Yes, we should move funds in this direction of truly helping women. However, the problem with that is that big pharma and psychiatry have their hands so deep in the “cash cow” pocket of the drug-market and have the public and physicians so convinced that anti-depressants and psychotropic drugs are the solution, that such a bill is not possible until all the smokescreens of the drug pushers are revealed and an honest bill is presented that is based on true medical ethics and a desire to truly help your fellow man.

I am convinced that this is simply the next strategy to hook all of society on “legal” drugs under the banner of “mental health.”

Let me point out one thing: How many billions of tax payer monies have been pumped into “mental health?” Now imagine that was your money and you had invested all that money into your company.
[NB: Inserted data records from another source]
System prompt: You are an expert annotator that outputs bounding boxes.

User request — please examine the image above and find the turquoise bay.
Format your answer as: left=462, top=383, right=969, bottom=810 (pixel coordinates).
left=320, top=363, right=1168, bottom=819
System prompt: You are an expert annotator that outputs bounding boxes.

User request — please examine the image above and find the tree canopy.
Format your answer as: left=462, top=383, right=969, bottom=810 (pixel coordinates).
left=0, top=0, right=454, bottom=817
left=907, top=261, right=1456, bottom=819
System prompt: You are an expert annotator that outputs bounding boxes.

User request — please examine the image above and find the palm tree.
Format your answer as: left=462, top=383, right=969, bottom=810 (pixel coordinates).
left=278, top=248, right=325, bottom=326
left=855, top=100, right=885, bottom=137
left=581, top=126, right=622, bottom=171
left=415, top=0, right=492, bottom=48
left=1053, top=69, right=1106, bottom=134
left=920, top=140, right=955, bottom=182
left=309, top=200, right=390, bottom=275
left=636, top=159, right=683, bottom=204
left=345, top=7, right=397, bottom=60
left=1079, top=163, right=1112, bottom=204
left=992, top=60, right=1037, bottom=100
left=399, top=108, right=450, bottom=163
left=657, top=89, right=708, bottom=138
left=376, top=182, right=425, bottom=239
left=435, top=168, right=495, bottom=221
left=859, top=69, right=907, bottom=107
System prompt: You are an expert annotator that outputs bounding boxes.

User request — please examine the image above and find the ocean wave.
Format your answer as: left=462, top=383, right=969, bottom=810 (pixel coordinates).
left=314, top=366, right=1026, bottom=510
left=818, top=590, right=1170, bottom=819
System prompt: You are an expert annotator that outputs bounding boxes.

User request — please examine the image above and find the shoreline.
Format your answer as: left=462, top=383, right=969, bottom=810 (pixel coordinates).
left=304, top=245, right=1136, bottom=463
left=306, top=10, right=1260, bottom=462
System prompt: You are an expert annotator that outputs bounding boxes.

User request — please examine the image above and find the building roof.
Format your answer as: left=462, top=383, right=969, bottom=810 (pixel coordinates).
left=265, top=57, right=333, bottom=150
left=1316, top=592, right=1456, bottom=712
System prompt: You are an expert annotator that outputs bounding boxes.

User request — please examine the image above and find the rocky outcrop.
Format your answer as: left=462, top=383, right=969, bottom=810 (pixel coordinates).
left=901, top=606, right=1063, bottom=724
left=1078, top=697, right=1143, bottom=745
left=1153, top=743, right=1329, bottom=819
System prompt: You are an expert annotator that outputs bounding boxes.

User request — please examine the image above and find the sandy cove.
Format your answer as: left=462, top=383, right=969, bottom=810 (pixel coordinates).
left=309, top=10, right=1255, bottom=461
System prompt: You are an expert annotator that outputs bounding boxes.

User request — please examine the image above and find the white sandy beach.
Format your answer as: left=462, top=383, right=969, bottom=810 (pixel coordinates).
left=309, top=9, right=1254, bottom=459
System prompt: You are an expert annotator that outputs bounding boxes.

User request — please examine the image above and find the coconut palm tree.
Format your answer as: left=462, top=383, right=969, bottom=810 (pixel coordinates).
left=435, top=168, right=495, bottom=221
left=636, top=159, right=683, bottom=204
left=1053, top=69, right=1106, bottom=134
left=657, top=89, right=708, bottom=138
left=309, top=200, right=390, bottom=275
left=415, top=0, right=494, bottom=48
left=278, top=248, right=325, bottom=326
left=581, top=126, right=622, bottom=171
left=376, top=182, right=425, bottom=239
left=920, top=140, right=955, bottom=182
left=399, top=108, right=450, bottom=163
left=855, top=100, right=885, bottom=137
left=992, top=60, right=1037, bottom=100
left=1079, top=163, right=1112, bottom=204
What have those billions produced in terms of products — a few examples are 833,000 children and adolescents being prescribed psychotropic drugs every hour for “mental illnesses” that have never scientifically been proven to actually exist as “mental illnesses.” Another is the school shootings that are date coincident to the spike in prescription drugs in schools. Another is the suicides of kids and teenagers on these drugs.

We need to raise our confront of evil before blindly approving a new law into effect that could result in thousands of deaths to mothers and unborn children due to the adverse effects of the drugs that will most likely be administered as a “handling” for PPD. There is a solution to PPD and it is not psychotropic or anti-depressants drugs.

Please research the history of psychiatry and their mental health agenda.

Kindly,

Jules

Anonymous

If you go to Mothers Act legislative updates, Senator Menendez' office press release incorrectly states that the Mother's Act is broadly popular among the general public which is far from the truth. Over 50 public groups have joined together in the coalition against the Mothers Act.

They include:

AbleChild

The International Center for the Study of Psychiatry and Psychology

Alliance for Human Research Protection

International Coalition For Drug Awareness

Law Project for Psychiatric Rights,

and

Mindfreedom International.

Also, common sense dictates that any bill that wasn't passed in 8 years of trying never has been, was or ever will be popular with the general public.

Larry B.

Anonymous

where ar drugs mentioned? I don't see that at all.

Anonymous

This act is not about medication. This act is about screening new mothers for a very serious condition. Hospitals screen every single pregnant woman for gestational diabetes when almost ten times as many women develop a postpartum mood disorder and we don't screen any of them. This act is here only to help women who are suffering from it and to educate the caregivers to better care for them. And although medication is needed for some women suffering from postpartum mood disorders it is not for all. There are many behavioral and cognitive therapies that are widely used in the treatment of postpartum mood disorders in addtion to many alternative therapies such as acupuncture.